24 Mar 2022 | Story | UNEP

Progress on plastics in Nairobi lights a path toward Stockholm+50

By Steven Stone

The backdrop was ominous: two days before the arrival of ministers from around the world at the UN Environment Assembly, Russia launched a full-scale invasion of Ukraine – tanks rolling, bombs dropping, and missiles flying much to the horror of most of the world. We were watching an avoidable tragedy unfolding before our eyes.

The timing couldn’t have been worse – countries had just begun negotiating to establish a pathway to a global treaty on plastics, with several options on the table, divergent views, and a plethora of interested parties from industry lobbying to make their views known and reflected – some to encourage, some to block.

Would countries opt for a limited focus on only the “end of the pipe” – the accumulating mountains of plastic waste that contaminate our land, water and oceans? Or would they opt for a more comprehensive view that included the full life cycle of plastics, from producing the polymers and feedstocks, to the products and packaging that forms part of our daily life – the vast majority of which ends up as waste?

Or, would the whole negotiation, indeed the entire Assembly, implode under the weight of the widening conflict unfolding in eastern Europe?

There were statements, there were walkouts, and there was tension in the air. There were questions, there were sowers of doubt, and there were cautious nods. The prospect of failure was lurking within the discord. But, in the end, all countries agreed that the world would be a better place with limits on plastics production and use; and more visibly, on plastic waste.

This achievement, picked up ​​in the media and heralded across the world, was not only significant in and of itself – that countries were able to rally around the environment as something critically important for all life.

It was also significant for the fact that, far away from the beaten path, under the beautiful skies of Africa, a diverse and divergent group of countries showed that they could rise above discord and make multilateralism work.  

To demonstrate the potential of collective will and ambition on an issue like plastics that is affecting us all and all life on Earth. To renew, indeed, the very promise of multilateralism in the face of one of our darkest hours since World War II.

There will be more to it, of course – the work on a plastics treaty is just starting here, with the agreement to form a negotiating committee that will define the shape and contours of a treaty to govern the production and use of plastics.

But it is a mighty good start – what Inger Andersen has called the most significant and historic agreement since the Paris Accords.

And a significant way to mark the 50th anniversary of the UN Environment Programme, created at the 1972 Conference on the Human Environment in Stockholm, Sweden.  

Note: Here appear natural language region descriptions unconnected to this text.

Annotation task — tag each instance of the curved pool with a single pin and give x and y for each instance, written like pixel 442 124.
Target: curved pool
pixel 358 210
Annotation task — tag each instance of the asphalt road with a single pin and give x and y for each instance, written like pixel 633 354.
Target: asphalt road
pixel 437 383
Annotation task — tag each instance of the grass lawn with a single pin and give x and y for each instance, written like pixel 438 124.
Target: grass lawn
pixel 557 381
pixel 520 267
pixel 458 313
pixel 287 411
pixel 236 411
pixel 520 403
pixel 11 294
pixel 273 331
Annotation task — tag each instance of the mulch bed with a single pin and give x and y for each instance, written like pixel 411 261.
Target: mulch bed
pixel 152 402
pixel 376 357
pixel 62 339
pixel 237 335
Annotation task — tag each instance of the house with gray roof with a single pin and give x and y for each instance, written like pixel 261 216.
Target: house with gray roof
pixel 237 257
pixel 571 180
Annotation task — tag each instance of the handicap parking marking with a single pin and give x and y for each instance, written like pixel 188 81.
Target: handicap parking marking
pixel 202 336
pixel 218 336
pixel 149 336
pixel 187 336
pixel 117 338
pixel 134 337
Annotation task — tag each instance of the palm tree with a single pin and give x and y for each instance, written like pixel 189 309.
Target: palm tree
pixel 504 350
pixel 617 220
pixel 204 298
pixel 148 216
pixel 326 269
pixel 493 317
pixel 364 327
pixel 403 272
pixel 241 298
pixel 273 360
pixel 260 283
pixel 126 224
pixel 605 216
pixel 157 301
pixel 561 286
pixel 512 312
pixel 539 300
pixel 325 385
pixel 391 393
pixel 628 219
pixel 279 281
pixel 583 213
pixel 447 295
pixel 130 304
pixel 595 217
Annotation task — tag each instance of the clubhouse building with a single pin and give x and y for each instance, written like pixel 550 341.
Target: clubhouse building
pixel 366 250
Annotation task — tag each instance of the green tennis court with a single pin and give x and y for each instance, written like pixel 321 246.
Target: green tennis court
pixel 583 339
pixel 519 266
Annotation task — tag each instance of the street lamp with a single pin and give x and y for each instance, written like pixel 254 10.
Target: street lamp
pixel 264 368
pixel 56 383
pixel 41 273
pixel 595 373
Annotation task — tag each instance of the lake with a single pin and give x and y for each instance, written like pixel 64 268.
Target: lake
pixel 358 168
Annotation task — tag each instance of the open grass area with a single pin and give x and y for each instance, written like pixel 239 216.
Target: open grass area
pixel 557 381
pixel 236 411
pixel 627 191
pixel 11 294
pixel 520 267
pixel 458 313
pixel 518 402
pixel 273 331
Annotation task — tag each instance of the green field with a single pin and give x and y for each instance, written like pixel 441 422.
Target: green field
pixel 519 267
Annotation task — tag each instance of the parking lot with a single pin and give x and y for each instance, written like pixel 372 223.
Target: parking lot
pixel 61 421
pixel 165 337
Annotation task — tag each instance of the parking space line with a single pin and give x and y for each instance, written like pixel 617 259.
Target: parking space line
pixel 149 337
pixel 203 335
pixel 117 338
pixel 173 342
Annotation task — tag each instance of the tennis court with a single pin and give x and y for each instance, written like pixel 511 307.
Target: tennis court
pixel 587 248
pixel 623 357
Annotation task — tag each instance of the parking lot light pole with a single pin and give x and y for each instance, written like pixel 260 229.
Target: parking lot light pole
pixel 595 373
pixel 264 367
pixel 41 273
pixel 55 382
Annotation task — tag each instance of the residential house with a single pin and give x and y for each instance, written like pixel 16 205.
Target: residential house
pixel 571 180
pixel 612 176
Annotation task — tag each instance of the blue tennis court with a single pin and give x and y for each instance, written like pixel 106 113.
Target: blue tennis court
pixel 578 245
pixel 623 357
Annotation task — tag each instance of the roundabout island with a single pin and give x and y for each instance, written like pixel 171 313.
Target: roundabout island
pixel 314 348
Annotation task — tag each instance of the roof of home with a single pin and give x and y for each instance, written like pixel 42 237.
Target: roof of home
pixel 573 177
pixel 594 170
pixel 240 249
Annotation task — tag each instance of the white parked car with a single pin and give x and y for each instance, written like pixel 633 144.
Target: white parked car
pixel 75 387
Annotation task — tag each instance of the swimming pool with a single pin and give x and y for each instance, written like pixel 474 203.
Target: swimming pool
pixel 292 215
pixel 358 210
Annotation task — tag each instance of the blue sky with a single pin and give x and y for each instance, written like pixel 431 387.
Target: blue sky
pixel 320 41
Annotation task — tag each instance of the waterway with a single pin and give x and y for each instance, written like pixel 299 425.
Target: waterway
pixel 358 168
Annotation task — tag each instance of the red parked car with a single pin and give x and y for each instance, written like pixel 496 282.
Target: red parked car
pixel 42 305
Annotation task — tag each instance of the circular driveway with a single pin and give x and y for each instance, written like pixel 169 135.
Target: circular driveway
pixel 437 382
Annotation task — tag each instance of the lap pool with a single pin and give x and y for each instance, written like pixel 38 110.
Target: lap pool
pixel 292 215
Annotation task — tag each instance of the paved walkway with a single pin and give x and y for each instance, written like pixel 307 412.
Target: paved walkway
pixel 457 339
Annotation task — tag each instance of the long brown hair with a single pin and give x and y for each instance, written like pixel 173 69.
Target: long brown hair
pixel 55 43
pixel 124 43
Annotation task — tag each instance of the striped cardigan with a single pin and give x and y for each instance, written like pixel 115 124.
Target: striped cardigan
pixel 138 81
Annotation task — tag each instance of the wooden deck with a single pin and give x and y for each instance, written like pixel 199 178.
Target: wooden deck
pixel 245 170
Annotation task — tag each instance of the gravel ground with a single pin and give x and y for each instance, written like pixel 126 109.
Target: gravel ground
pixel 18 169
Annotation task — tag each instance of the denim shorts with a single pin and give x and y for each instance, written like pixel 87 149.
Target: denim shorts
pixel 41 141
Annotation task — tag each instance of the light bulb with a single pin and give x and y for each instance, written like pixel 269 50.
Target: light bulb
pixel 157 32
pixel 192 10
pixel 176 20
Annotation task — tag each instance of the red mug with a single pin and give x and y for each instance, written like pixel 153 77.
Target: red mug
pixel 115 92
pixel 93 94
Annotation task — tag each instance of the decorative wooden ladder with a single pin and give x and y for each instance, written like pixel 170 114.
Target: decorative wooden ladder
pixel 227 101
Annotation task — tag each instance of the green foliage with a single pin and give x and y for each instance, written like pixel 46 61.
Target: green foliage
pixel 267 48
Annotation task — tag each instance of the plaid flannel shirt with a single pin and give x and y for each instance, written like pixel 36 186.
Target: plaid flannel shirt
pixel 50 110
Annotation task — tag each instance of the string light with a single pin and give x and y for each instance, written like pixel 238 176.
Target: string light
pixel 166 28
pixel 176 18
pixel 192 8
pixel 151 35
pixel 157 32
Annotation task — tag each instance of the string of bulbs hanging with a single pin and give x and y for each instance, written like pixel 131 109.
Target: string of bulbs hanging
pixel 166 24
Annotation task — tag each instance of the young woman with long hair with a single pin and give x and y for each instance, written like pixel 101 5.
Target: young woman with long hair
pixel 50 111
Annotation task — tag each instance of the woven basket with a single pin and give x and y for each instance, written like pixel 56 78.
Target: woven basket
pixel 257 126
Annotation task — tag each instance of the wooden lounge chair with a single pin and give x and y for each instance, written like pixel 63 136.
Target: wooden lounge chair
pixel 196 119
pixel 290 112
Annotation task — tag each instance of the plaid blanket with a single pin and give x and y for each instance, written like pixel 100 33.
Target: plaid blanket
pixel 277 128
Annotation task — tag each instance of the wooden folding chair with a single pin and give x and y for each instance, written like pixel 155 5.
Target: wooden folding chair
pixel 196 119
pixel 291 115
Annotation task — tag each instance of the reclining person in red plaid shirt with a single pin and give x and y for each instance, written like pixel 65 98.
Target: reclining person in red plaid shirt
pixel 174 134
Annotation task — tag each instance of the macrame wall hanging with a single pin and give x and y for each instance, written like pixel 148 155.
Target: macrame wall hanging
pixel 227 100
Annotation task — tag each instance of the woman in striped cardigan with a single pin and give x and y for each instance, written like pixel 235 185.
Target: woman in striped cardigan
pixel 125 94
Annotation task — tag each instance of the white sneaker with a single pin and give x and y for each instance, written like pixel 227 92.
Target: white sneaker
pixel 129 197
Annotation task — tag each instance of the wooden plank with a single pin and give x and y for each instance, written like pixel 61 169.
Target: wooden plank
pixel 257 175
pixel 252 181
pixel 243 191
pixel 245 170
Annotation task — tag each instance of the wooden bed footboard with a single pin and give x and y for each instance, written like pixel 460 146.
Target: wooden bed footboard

Showing that UNEP, and multilateralism more broadly, is still alive, relevant, and needed more than ever as we start to push and exceed the boundaries of our fragile planet.

And it is also a good start to renewing, rethinking and reimagining the purpose of collective action between countries for those things which are truly global public goods: a stable climate, clean air and oceans, stability and peace between countries and between humans and nature.

As we approach the milestone of Stockholm+50 this June, we can take solace and even inspiration from the achievements of UNEA 5.2, which demonstrated a robust and stubborn commitment to finding common solutions to wicked, shared problems and challenges like plastics pollution.

We can rethink our fundamental relationship to nature, the source of all life and sustenance. We can reinvent how we govern our markets and behaviour to stabilize and restore nature and climate. We can reimagine the social contract and the institutions needed to achieve planetary resilience and stability. 

Just imagine fifty years ago, another generation stood in our shoes, and asked themselves, “what is missing and what is needed to shape and govern the human environment over the next fifty years?”

Today, as we approach the international meeting in Stockholm on 2-3 June celebrating that original reflection and set of principles and commitments which, among other things, created the UN Environment Programme, we can reflect on what is needed for the next fifty years ahead.

Like a global treaty on plastics. Or an international, intergovernmental panel on science and policy to manage global pollution. Or any number of other tools or rules or new institutions needed to help us land smoothly on our feet in the Anthropocene.

As long as there is light, there is hope. Even in what may seem the darkest hour, hope emerges through actions of charity, justice, reciprocity.  

As they did in Nairobi – rays of light for a world clouded by darkness. And lights on the path for Stockholm+50.